I am trying to write JSON object into a BigQuery Table Field. I am using GCP DATAPROC Batch Job.
Could you please let me know if there is a way to write into BQ Table JSON Field with Spark.
Dataproc Version = 2.1 (Spark 3.4, Java 17, Scala 2.13)

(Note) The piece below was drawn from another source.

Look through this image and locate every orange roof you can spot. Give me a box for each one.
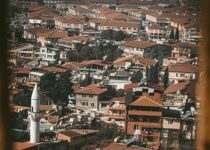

Using the BQ Jar = gs://spark-lib/bigquery/spark-bigquery-latest.jar
BQ Table Structure:
Column Type
message JSON
rdd1 = spark.read.json("gs://sample_data_x/sample_json/*.json").rdd
rdd2 = rdd1.map( lambda x : {"message" : x} )
df = rdd2.toDF()
df.printSchema()
df.show()
df.write.format('bigquery')\
.option('table', ( ''))\
.option("project", "") \
.option("temporaryGcsBucket","")\
.mode("overwrite")\
.save()
Error Message:
Caused by: com.google.cloud.spark.bigquery.repackaged.com.google.cloud.bigquery.BigQueryException: Unsupported field type: JSON
at com.google.cloud.spark.bigquery.repackaged.com.google.cloud.bigquery.Job.reload(Job.java:419)
at com.google.cloud.spark.bigquery.repackaged.com.google.cloud.bigquery.Job.waitFor(Job.java:252)
at com.google.cloud.bigquery.connector.common.BigQueryClient.createAndWaitFor(BigQueryClient.java:333)
at com.google.cloud.bigquery.connector.common.BigQueryClient.createAndWaitFor(BigQueryClient.java:323)
at com.google.cloud.bigquery.connector.common.BigQueryClient.loadDataIntoTable(BigQueryClient.java:564)
at com.google.cloud.spark.bigquery.write.BigQueryWriteHelper.loadDataToBigQuery(BigQueryWriteHelper.java:134)
at com.google.cloud.spark.bigquery.write.BigQueryWriteHelper.writeDataFrameToBigQuery(BigQueryWriteHelper.java:107)
... 44 more
When creating the Dataproc serverless batch job, add the following property: dataproc.sparkBqConnector.version=0.32.2
.
The support for JSON fields has been added in version 0.30.0, but the Spark runtime arrives with connector version 0.28.1. It is not upgraded automatically due to braking changes (related to Numeric/BigNumeric handling) in later versions. This is why you need to specify the connector version manually.